They seal the contract with a handshake and a smile. And there will be no other.

1966

Joe seems to get himself into another fix – Maryse drags him into marriage. The ceremony is scheduled for January 18 and will take place in the courthouse of the XIV district. But even if Joe accepts to set it up, he does not wish to see any friends or relatives at his wedding. The collapse of his parents’ marriage is still fresh in his mind. The passage to the courthouse is barred even for Catherine Regnier. Grumpy and touchy this same morning, on his way to the courthouse Joe runs into his friend and “parolier” (lyrics writer) Jean-Michel Rivat. This latter asks his pal where he is going. When Joe announces the news, Rivat cannot believe his ears and decides to join him. In the most intimate of atmospheres Joe says good-bye to his bachelor’s life.
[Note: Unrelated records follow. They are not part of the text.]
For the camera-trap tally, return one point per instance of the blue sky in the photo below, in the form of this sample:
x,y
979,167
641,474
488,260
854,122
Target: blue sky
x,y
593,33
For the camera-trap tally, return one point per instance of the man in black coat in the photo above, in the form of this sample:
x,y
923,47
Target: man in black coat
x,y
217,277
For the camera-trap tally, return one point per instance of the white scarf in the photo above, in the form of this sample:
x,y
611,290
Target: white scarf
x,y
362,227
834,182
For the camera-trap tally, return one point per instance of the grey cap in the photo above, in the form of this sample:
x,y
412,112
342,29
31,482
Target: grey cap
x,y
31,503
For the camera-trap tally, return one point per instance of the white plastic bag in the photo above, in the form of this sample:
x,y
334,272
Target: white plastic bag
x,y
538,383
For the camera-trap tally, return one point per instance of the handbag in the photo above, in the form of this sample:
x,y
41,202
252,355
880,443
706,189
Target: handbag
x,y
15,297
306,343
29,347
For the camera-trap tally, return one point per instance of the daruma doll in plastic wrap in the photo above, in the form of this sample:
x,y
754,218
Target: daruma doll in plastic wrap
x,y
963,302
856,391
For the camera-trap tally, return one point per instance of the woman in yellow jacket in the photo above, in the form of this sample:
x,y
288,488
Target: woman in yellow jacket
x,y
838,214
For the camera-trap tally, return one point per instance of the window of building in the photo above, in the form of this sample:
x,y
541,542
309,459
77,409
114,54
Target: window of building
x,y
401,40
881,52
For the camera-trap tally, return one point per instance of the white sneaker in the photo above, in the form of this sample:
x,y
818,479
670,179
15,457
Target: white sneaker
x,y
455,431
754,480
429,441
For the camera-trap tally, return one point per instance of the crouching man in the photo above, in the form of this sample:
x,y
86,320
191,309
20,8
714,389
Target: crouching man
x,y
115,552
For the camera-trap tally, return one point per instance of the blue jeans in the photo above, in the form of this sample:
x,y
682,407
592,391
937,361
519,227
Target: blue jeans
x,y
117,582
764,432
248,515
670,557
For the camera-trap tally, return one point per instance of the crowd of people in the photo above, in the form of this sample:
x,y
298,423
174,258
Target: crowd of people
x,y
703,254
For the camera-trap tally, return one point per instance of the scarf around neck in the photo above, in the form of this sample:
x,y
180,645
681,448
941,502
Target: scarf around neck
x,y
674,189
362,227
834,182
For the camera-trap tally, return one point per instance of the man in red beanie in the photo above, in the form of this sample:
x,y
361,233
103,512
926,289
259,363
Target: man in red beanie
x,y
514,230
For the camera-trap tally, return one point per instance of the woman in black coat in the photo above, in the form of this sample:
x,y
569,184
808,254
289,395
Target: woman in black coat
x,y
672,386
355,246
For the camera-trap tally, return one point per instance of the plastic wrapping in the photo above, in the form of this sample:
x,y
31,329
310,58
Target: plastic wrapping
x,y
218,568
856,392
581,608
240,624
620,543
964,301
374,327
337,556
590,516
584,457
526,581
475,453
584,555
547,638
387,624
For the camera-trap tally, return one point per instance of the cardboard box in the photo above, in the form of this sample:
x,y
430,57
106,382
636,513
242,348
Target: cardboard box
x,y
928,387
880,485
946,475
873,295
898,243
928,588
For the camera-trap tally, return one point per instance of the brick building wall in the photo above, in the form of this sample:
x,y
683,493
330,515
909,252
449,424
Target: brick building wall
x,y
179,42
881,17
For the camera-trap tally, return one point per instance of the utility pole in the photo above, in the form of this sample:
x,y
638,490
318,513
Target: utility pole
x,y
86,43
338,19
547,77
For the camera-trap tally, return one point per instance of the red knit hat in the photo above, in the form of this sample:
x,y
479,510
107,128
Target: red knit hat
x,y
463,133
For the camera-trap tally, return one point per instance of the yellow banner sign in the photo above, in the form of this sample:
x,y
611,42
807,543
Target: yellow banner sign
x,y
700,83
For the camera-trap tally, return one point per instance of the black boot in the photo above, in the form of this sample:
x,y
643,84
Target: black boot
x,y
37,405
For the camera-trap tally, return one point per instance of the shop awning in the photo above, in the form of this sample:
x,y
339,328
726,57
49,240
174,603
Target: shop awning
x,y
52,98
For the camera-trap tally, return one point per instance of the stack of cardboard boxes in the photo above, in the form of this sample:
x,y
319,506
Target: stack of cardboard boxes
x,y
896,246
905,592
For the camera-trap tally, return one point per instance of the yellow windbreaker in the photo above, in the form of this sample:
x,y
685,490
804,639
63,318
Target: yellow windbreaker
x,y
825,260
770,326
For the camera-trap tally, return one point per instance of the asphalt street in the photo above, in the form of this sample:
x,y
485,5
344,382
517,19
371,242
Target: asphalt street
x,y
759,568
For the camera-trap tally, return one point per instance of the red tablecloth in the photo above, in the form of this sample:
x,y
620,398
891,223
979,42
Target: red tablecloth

Then follows the wedding party in a Russian restaurant where Joe ends dead drunk under the table. Joe Dassin is married. Soon Jacques Plait shows up. Now it is necessary to select good songs, to write cover versions, to find the musicians and a studio… For the time of the studios integrated in the record companies and the musicians-employees is over. Joe starts to work with the man whom he soon baptizes Jacquot. The following process means a lot of work and very little sleep. After some weeks of searching the tandem is positively seduced by four Anglo-Saxon tunes one of which – “You Were On My Mind” – is American. The cover versions are made by Rivat who writes French lyrics for “Comme la lune”, as well as by the best French paroliers. One of them – Andre Salvet – adapts “The Cheater” which becomes, on Joe’s request, “Le tricheur”. But great music and good lyrics are not enough, Jacques Plait knows that nothing should be let slide. Claude Francois and Richard Anthony work in London, so Joe Dassin also must go to London for recording sessions, says Jacques to himself not really believing in this audacious thought. To tell the truth, Joe hasn’t shown his potential yet. Plait contacts Souplet who gives a go to the idea. Undoubtedly, the CBS protege enjoys his company’s confidence…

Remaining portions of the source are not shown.